Próximos a essas áreas periféricas apropriadas pelo capital financeiro para a construção de condomínios, por exemplo, surgem as favelas. Enquanto os condomínios têm organização para a construção das moradias, iluminação, asfalto, água — às vezes represas — e muros que “garantem” a segurança, as favelas são desprovidas de tudo e violentadas pelo Estado. Estes espaços acêntricos surgem ao lado dos condomínios para manter a hierarquia social e garantir a prestação de serviços subalternos dos mais pobres para os mais ricos.

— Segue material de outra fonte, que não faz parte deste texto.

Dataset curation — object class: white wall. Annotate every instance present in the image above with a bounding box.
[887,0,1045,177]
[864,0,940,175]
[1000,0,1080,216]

É o caso do bairro Jardim Niceia. O bairro fica ao lado de uma universidade pública e entre três condomínios residenciais. Às seis da tarde, o fluxo nesta região é intenso: a entrada dos proprietários nos condomínios, a saída dos trabalhadores dos condomínios rumo às suas casas no Jardim Nicéia, a passagem de estudantes para entrar ou sair da universidade. Cada um destes atores, presos em suas realidades delimitadas por classes, sabem em qual espaço podem estar ou não. Xaides explica que o fenômeno de ter favelas próximas de regiões ricas é “social, cultural do Brasil, é a própria pobreza que justifica isso, como a casa grande e a senzala, vamos dizer assim, urbanas.”